Thursday, November 1, 2007
Pay-Per-Diss.
In an effort to bring you more value-added experiences here, I give you Pay-Per-Diss. Any brand who wants to contact me, I will artfully, skillfully and any other ‘ly’ you can imagine, craft a rant against any of your competitors and work it into the PPD blogging network–completely anonymous on your part. Hey Pepsi® brand people, does Coke® suck? It may not but it will when I’m done blogging about it. And they’ll never know it was you who put me up to it. Why? Confidentiality agreement. Yep. I’ll sign one. I’ll go to jail before I crack under pressure too. (Except of course if your competition pays me more first.)
Plus, because I’m so angry all the time anyway, they won’t be able to separate the diss from the actual blogger. (They call that a win-win.) Seeing that I’m so down with old school marketing talk, what about reach and frequency you ask? (76” fingertip to fingertip and I post about 8x a day here. Worse than some, better than others.)
Seriously, what have you got to lose? Why pay reviewers in their underwear to say nice things about you or your product? A product they never used until their post went up that day. Instead, pay someone to talk trash about the competition’s. The PPD legion is many, and you will never know when they might direct their blog fury on a brand.
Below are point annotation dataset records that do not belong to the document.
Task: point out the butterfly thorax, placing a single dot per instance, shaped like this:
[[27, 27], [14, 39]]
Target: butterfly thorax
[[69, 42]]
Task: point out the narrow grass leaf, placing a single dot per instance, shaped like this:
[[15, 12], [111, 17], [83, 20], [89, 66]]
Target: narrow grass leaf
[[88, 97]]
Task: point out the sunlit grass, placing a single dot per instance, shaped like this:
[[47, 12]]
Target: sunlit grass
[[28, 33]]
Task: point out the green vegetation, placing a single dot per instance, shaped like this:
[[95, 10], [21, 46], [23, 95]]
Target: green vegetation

One email does it all. Remember, if you can’t say something nice about someone, neither will I.
Tags: Pay Per Diss
Subscribe to:
Post Comments (Atom)
3 comments:
brilliant!
Love that concept. But you better charge an arm and a leg 'cause the reputation and trademark protection lawyers will be on you ass in hurry. Seriously, I think that's a brewing battlefront. It's amazing how many so-and-sosucks.com sites vanish as soon as letters from the lawyers arrive. Even if they don't actually have a case, the deepest pockets win. EFF has some interesting pointers on this mattter.
Letters from lawyers = blog traffic.